Jeremy adjusted his glasses. He seemed suddenly uncomfortable.
“Not exactly,” Annie interjected, moving in for an obvious save. “Non-NASA payload specialists fall into a unique category and are chosen by a sponsoring organization—usually a concern that’s arranged to perform a set of low-gravity experiments or launch some orbital hardware aboard a flight. These would include chemical and pharmaceutical companies, educational institutions, military contractors, and communications outfits like your own.”
“And the Spectrum Foundation?” Nimec said.
Annie nodded.
“At the time Jeremy was doing a study on crystal formation.”
“Crystallization patterns under varying environmental, thermodynamic, and thermochemical conditions,” Jeremy said. “Here’s an example: Everybody’s heard the old saw that no two snowflakes are alike, but that’s one of those sucky oversimplifications that always gets corrupted into a popular fallacy. Way back in the nineteen-thirties Ukichira Nakaya, a brilliant professor from Hokkaido, charted all the basic forms of snow crystals, and the temperature and moisture conditions that cause them to occur. His work laid some of the groundwork for research by another high-wattage Japanese scientist named Shotaro Tobisawa, who studied and described the crystallization of various chemical substances under controlled-implosion conditions.” He ran a fingertip down over his small tuft of beard. “Another example: Drop a nuke of a specific megatonnage somewhere, you get a predictable, unvarying type of mineral and atmospheric crystal formation in equally specific zones radiating from the blast epicenter. We’ve known that since Los Alamos. But the kinds of research I’ve been talking about are just the first steps toward understanding these phenomena. It’s one thing to know what set of conditions will result in a certain kind of crystal geometry, and another to figure out why they do. That fascinates me, because it leads into a whole area of physical law
that’s virtually uninvestigated. Nobody thinks much about it now, but in the future when we get to areas of deep space exploration like terraforming or genetic adaption to other planetary environments, that sort of knowledge can be applied toward—”
“Jer,” Annie said. “We’re moving off-point.”
He frowned, shrugged.
“They said I wasn’t a team player,” he said.
Nimec looked at him. “Who’s they?”
“The director of the National Space Transportation System, plus his two deputies, plus the associate administrator of the Office of Space Flight. An amorphous group of gods known to us mortals as the Lords of the Great Kibosh,” Jeremy said. “The only NASA exec who spoke up for me was Annie, but even she couldn’t duck their lightning bolts.”
“Didn’t you say payload specialists fall outside government management?”
“Subject to final approval by the agency,” Annie said. “Jeremy being somewhat unorthodox in his ways, certain people at the top came to feel he might develop personality differences with his crewmates, and that those differences could blow up out of proportion in the extended confinement of a shuttle mission.”

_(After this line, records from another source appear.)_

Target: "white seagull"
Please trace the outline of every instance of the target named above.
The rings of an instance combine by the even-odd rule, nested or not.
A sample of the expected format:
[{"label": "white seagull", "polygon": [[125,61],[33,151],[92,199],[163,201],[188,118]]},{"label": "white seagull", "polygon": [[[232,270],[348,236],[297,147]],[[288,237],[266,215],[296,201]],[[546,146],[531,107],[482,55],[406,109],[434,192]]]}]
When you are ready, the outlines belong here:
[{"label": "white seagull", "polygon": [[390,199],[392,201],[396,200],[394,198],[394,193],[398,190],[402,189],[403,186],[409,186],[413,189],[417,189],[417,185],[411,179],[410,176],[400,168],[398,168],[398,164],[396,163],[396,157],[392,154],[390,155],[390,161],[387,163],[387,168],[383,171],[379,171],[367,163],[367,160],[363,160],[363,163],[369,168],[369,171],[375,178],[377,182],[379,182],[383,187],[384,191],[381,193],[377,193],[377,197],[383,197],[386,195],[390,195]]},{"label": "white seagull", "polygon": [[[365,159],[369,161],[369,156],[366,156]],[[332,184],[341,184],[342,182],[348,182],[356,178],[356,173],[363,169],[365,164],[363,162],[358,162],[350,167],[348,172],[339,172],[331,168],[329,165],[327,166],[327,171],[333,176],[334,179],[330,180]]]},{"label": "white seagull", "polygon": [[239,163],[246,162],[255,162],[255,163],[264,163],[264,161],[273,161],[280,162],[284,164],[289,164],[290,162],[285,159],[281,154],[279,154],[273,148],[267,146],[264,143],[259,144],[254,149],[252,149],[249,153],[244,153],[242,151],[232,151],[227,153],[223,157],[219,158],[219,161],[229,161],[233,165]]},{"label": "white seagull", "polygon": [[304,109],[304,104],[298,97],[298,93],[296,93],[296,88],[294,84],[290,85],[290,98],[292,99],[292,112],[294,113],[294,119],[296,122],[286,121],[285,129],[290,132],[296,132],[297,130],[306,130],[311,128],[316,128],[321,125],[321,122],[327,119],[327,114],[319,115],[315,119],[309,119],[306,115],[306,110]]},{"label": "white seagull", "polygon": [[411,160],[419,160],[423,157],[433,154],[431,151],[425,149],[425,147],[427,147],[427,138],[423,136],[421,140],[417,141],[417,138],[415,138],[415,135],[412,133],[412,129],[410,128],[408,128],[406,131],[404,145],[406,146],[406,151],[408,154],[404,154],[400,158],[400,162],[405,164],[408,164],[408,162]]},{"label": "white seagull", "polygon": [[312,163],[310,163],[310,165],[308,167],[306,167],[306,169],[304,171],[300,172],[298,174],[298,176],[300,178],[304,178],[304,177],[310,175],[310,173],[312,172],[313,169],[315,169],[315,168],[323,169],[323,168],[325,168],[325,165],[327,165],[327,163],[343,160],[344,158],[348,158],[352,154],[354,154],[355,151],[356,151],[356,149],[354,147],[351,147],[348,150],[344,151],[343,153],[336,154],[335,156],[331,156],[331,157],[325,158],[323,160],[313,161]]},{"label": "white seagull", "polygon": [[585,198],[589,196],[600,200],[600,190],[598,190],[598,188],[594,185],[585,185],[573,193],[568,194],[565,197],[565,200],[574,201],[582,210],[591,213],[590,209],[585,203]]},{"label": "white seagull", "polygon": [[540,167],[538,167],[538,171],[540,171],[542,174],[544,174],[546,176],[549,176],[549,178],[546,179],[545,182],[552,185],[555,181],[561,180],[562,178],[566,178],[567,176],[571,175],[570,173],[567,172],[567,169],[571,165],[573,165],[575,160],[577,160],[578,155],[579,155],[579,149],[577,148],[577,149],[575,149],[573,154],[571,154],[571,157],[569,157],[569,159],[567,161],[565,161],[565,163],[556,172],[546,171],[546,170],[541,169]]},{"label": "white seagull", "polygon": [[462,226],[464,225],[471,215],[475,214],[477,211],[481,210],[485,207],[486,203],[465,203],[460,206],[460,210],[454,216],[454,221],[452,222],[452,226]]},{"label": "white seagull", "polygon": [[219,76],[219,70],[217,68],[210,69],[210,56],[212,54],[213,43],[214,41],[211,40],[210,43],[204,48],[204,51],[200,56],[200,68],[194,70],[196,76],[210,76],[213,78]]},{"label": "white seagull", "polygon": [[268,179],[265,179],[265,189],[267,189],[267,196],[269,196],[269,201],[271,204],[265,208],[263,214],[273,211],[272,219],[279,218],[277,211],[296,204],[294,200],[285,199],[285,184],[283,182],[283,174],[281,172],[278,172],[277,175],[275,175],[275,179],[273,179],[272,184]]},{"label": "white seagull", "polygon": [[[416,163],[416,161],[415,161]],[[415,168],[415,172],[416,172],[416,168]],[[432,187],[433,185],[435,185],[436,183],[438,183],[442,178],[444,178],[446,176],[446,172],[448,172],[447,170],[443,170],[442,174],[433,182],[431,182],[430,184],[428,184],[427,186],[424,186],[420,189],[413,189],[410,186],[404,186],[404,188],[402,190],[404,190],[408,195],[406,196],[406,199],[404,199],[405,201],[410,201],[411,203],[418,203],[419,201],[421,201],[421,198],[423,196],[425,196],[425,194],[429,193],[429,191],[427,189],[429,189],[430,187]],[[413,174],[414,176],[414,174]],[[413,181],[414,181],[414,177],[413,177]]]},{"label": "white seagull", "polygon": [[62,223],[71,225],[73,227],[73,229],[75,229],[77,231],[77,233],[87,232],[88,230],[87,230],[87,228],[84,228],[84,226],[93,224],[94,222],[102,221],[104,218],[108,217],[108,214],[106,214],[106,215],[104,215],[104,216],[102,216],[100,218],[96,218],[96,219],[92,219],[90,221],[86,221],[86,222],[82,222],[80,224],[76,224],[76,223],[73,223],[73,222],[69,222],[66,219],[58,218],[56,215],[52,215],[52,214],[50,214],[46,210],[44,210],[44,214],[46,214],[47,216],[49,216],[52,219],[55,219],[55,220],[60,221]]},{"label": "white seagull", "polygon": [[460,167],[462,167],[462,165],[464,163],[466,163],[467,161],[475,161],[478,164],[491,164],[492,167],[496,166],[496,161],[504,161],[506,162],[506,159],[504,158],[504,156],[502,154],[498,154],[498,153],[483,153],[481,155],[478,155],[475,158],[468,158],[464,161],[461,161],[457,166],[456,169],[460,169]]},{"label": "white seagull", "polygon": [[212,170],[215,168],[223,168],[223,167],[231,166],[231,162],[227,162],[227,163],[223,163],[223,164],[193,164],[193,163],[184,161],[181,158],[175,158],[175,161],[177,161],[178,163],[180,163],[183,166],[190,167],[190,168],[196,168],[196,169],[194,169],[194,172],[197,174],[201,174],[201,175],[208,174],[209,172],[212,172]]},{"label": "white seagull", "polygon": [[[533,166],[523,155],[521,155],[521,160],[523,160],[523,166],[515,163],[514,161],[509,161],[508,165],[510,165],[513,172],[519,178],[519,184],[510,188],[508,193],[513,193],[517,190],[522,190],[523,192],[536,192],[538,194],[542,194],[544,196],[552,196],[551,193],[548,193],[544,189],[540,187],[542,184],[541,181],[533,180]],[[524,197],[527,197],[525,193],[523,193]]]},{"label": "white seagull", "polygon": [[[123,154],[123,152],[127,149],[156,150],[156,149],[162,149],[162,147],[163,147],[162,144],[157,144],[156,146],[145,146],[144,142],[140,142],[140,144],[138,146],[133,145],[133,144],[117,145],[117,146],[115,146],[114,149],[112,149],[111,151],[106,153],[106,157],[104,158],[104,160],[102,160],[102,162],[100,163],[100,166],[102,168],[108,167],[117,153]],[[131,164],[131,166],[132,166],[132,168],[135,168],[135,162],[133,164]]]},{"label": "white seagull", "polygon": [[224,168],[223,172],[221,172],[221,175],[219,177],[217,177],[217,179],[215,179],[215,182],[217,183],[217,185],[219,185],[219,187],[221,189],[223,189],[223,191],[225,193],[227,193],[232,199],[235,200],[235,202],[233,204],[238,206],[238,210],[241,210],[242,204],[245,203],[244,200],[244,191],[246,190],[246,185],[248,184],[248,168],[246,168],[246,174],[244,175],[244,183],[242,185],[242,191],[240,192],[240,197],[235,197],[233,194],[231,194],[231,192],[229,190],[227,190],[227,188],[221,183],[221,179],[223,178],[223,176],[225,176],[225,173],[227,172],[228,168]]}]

“They thought I was a total pain in the ass, is what Annie’s trying to tell you without offending me,” Jeremy said. “You know that payload specialists don’t even have to be American citizens? But somehow I can’t go up for a miserable ten days without driving everyone else aboard to either leap into the void or dump me out of the cabin without a spacesuit. At least according to NASA.”
Annie smiled fondly and reached over to pat his arm.
“Jeremy could have handled it, and the crew could’ve handled him,” she said. “The upside to the whole affair is that he and I got acquainted, and have stayed friends ever since.”
“I’m here for you, babe,” Jeremy said, pitching his voice down to an exaggerated macho tenor.